ECB: Predicting distress in European banks


As outright bank failures have been rare in Europe, this paper introduces a novel dataset that complements bankruptcies and defaults with state interventions and mergers in distress.

This paper presents research conducted within the Macro-prudential Research Network (MaRs). The paper is released in order to make the research of MaRs generally available, in preliminary form, to encourage comments and suggestions prior to final publication.

The global financial crisis has had a significant impact on the health of the European banking system and on the soundness of individual banks. Beyond the direct bailout costs and output losses, the interplay of fiscally strained sovereigns and weak banking systems that characterise the ongoing sovereign debt crisis show the importance of the euro area banking sector for the stability of the entire European Monetary Union. The motivation for an early-warning model for European banks is thus clear.

To derive an early-warning model for European banks, this paper introduces a novel dataset of bank distress events. As bank defaults are rare in Europe, the data set complements bankruptcies, liquidations and defaults by also taking into account state interventions, and mergers in distress. State interventions comprise capital injections and asset reliefs (asset protection and guarantees). A distressed merger occurs if (i) a parent receives state aid within 12 months after the merger or (ii) if a merged entity has a coverage ratio (capital equity and loan reserves minus non-performing loans to total assets) smaller than 0 within 12 months before the merger.

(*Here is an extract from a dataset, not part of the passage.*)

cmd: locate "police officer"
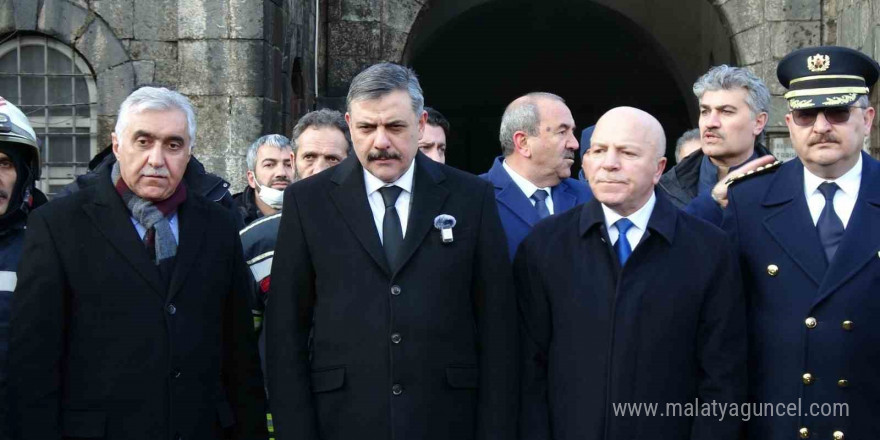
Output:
[723,47,880,440]
[0,97,46,436]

The outbreak of a financial crisis is known to be difficult to predict (e.g. Rose and Spiegel, 2011). Recently, the early-warning literature has therefore focused on detecting underlying vulnerabilities, and finding common patterns preceding financial crises (e.g. Reinhart and Rogofi, 2008; 2009). Thus, this paper focuses on predicting vulnerable states, where one or multiple triggers could lead to a bank distress event. The early-warning model applies a micro-macro perspective to measure bank vulnerability. Beyond bank-specific and banking-sector vulnerability indicators, the paper uses measures of macroeconomic and financial imbalances from the EU Alert Mechanism Report related to the EU Macroeconomic Imbalance Procedure (MIP).

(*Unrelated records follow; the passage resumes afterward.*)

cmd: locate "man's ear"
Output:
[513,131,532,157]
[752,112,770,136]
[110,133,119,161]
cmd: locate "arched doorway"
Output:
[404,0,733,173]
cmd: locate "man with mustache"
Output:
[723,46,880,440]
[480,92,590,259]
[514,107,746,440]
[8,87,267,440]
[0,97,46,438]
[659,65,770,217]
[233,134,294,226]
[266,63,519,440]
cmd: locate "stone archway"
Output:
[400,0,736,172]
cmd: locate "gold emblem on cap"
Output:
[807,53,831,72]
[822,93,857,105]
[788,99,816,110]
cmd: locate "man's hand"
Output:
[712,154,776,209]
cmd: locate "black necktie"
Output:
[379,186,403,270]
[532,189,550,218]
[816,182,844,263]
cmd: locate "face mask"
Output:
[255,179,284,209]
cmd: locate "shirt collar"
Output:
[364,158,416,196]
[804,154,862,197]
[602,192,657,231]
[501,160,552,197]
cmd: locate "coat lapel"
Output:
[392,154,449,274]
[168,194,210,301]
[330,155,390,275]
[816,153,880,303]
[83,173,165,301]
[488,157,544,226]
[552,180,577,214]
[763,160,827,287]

The models are estimated to derive probabilities of banks being in vulnerable states, but a policy maker needs to know when to act. Following Sarlin (2013), the signals of the model are evaluated taking into account the policymaker's preferences between type I and type II errors, the uneven frequency of tranquil and distress events, and the systemic relevance of each bank.

This paper presents the first application of the evaluation framework to a bank-level model and represents a bank's systemic relevance with its size. Thus, the early-warning model can also be calibrated to focus on predicting systemic banking failures.

The paper finds that complementing bank-specific vulnerabilities with indicators of macro-financial imbalances and banking sector vulnerabilities improves model performance. The results also confirm the usefulness of the vulnerability indicators introduced recently as part of the EU MIP as well as findings in earlier literature. Moreover, the paper shows that an early-warning exercise using only publicly available data yields useful out-of-sample predictions of bank distress during the global financial crisis.